Voiceover recollections from the late, reclusive subject of the title provide the hook for “Bettie Page Reveals All.” That audio input offers few revelations, but is still as close as fans will ever get to the woman behind the fabled 1950s pinup star whose image acquired iconic status: Her enduring appeal is amply documented in myriad vintage photos and clips deployed, while erstwhile collaborators and latter-day admirers add their two cents. Just workmanlike in assembly, Mark Mori’s docu nonetheless should satisfy aficionados of this forever-young sex symbol in theatrical release starting Nov. 22 and subsequent home-format release.
A natural showoff despite her unhappy childhood circumstances, Nashville native Page landed in New York in 1949, after a 20th Century Fox screen test failed to pan out. Stage acting gigs proved similarly elusive, and she was deemed “too hippy” (as in wide-hipped, being voluptuous rather than skinny despite a tiny waist) to be a high-fashion model. But chance led her to different kinds of modeling, for amateur camera clubs (which circumvented nudity and pornography laws by claiming to shoot “art photos” for private use only); mail-order entrepreneurs Irving and Paula Klaw (purveyors of stills and mostly short “specialty films”); pinup specialist Bunny Yeager (who got her the January 1955 Playmate of the Month slot in Playboy magazine) and others.
Sometimes wearing clothes she designed herself (when wearing anything at all), Page communicated a real love of posing, bringing a theatrical flair and sense of fun even to the Klaws’ more sordid bondage-themed photos. (These won unfriendly interest from the FBI and the U.S. Senate, as they investigated possible links between pornography and juvenile delinquency.) But she dropped out of the biz after 1957, cutting all professional ties. There followed long decades in which no one seemed to know what had happened to her, or even if she was still alive. This, despite the gradual growth of a worshipful cult audience — not least among them women, who found what Hugh Hefner terms her “combination of naughty and nice” empowering rather than exploitative.
It’s these lost years that are most intriguing to hear about in Page’s plainspoken narration, culled from an interview recorded not long before her 2008 demise at the age of 85. She added to her considerable number of failed marriages, was born again, enrolled several times in Bible school, was turned down for missionary work, and had mental problems that finally led to a decade in a state psychiatric facility. Penniless upon her release in 1992, she was baffled to learn her that her old career lived on in everything from hairstyles to comicbooks to umpteen unauthorized cash-in products. (Just last year, Forbes pronounced her one of the top 10 deceased celebrity earners.) Hefner helped her gain some control over and financial benefit from such endeavors, though she refused to be filmed or photographed again, preferring to be remembered as she looked in her heyday.

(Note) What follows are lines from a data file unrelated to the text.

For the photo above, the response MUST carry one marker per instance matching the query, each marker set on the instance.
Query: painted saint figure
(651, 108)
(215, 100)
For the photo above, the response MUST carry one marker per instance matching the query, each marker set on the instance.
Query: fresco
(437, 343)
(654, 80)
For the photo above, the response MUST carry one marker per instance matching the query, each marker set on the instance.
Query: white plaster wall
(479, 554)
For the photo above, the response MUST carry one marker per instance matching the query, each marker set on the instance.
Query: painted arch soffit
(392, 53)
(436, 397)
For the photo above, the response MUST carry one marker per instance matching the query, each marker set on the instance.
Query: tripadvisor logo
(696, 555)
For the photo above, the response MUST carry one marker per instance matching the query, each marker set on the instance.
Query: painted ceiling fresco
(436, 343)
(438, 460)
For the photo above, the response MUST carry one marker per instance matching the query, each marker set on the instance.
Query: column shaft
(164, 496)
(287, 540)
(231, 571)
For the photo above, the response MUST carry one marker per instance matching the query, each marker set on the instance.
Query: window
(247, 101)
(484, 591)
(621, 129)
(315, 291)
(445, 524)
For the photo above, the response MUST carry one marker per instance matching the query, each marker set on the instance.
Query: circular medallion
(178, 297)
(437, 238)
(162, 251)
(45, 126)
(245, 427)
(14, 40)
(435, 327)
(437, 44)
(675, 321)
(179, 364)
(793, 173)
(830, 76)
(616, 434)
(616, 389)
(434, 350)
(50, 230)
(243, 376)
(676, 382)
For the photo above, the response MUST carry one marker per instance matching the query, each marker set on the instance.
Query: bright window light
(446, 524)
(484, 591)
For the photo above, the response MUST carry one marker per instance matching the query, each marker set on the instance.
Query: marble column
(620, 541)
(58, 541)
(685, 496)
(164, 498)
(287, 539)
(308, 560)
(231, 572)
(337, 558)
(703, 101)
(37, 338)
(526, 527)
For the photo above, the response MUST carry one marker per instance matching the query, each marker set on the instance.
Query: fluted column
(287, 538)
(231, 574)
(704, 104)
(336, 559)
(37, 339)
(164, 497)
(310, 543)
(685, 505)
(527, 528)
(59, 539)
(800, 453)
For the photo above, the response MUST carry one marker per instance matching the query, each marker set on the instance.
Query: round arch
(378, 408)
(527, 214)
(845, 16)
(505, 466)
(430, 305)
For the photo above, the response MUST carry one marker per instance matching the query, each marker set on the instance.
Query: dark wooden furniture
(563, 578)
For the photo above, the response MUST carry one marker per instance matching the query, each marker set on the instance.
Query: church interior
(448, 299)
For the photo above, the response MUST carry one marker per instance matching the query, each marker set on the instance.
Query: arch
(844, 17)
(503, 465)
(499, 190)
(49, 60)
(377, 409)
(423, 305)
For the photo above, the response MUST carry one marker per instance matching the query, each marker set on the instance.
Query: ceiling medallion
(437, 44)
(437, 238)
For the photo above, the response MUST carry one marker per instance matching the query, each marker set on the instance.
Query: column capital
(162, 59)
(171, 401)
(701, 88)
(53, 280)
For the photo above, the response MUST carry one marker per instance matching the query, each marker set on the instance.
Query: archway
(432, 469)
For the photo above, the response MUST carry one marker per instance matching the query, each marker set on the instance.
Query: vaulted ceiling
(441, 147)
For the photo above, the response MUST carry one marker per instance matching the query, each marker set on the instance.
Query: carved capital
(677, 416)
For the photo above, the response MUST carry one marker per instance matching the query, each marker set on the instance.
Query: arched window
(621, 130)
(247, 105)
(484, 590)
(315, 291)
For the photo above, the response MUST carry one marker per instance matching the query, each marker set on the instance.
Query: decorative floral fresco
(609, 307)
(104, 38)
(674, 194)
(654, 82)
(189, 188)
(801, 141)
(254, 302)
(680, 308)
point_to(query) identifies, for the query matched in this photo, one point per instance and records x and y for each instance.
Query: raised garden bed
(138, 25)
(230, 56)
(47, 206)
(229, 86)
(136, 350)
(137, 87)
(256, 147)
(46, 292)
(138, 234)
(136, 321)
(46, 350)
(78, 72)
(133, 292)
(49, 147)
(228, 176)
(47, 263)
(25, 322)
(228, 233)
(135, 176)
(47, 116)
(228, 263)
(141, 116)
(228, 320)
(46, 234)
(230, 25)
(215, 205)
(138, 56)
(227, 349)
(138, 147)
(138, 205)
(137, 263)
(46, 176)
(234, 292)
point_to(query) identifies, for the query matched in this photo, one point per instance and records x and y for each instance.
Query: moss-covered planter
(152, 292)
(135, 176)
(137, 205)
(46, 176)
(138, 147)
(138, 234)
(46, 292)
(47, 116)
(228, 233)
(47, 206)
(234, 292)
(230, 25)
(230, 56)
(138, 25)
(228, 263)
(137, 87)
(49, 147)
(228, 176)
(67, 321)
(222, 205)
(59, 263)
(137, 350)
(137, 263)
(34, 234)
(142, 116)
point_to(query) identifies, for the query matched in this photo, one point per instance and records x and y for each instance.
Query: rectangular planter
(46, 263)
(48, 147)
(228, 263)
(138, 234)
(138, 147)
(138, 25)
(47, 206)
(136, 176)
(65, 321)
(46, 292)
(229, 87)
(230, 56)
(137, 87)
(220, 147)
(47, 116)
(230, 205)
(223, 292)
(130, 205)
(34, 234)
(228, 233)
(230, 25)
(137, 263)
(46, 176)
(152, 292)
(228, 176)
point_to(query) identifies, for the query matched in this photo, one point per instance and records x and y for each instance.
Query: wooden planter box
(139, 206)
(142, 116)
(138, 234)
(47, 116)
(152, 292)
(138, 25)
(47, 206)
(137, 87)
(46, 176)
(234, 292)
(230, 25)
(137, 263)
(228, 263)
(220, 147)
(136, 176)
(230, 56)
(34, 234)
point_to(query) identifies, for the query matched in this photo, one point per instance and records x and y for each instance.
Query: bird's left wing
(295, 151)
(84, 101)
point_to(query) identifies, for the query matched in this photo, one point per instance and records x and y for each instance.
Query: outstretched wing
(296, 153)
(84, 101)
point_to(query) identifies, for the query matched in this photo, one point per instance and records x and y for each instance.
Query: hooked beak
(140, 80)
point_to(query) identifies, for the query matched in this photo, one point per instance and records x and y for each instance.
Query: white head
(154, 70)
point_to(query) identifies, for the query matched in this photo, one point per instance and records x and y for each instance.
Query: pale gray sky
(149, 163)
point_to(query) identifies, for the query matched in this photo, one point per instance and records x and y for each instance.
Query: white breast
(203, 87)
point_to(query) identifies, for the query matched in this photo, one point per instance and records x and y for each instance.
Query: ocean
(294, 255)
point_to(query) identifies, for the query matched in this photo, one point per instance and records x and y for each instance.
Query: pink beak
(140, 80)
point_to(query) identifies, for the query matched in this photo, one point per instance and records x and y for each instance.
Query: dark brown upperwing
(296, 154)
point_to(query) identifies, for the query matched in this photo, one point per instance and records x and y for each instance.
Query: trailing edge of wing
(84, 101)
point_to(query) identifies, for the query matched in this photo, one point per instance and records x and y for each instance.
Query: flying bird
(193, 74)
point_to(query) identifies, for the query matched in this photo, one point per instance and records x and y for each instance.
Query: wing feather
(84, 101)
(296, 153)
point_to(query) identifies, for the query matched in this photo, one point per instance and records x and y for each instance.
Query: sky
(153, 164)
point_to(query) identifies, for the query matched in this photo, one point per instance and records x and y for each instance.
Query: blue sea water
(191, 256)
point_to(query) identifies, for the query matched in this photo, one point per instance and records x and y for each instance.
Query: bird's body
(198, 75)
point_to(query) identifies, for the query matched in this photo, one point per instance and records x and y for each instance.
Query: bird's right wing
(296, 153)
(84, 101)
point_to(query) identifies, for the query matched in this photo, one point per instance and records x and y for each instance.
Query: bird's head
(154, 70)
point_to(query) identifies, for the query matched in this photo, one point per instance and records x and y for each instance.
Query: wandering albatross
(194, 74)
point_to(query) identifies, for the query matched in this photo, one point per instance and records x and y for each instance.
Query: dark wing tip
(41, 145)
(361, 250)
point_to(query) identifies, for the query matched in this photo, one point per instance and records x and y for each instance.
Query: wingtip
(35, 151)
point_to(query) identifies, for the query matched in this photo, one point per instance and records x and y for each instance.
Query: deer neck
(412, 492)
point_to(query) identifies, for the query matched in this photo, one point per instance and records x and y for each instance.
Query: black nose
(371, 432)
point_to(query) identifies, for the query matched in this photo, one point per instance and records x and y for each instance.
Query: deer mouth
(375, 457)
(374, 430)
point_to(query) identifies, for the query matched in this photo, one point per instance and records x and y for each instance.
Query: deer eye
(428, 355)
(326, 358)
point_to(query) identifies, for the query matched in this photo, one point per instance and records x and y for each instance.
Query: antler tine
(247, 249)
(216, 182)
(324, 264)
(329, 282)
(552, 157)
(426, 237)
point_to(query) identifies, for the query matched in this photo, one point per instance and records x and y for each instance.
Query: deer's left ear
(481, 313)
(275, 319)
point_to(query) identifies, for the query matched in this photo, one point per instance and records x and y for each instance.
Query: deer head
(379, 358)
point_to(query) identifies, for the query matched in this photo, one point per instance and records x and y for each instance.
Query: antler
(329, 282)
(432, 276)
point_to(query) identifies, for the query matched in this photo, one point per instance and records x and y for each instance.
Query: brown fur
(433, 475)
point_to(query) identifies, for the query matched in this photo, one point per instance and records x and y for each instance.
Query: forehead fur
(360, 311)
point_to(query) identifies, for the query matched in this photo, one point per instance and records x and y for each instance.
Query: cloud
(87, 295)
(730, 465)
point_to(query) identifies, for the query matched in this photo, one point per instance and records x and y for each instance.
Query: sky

Though not much of a raconteur, the hoarse-voiced elderly Page is surprisingly frank about sexual matters in her own life, while disarmingly naive about her racier public imagery (“For some reason men like to see women spankin’ each other — why, I don’t know”). We hear from artists and models she’s influenced, though the strongest proof of her charisma remains the original photos and films (including Irving Klaw’s 1955 color burlesque feature “Teaserama”), wherein her wholesome, raven-haired beauty and playful vivaciousness still delight.
Veteran docu producer Mori’s evidently crowd-funded film could be more stylishly packaged, as it has a somewhat routine midlevel-cable-production feel. But the content is engaging, and the use of old movie clips to illustrate biographical details (excerpting exploitation cheapie “Married Too Young” when Page discusses a disastrous first marriage) is amusing.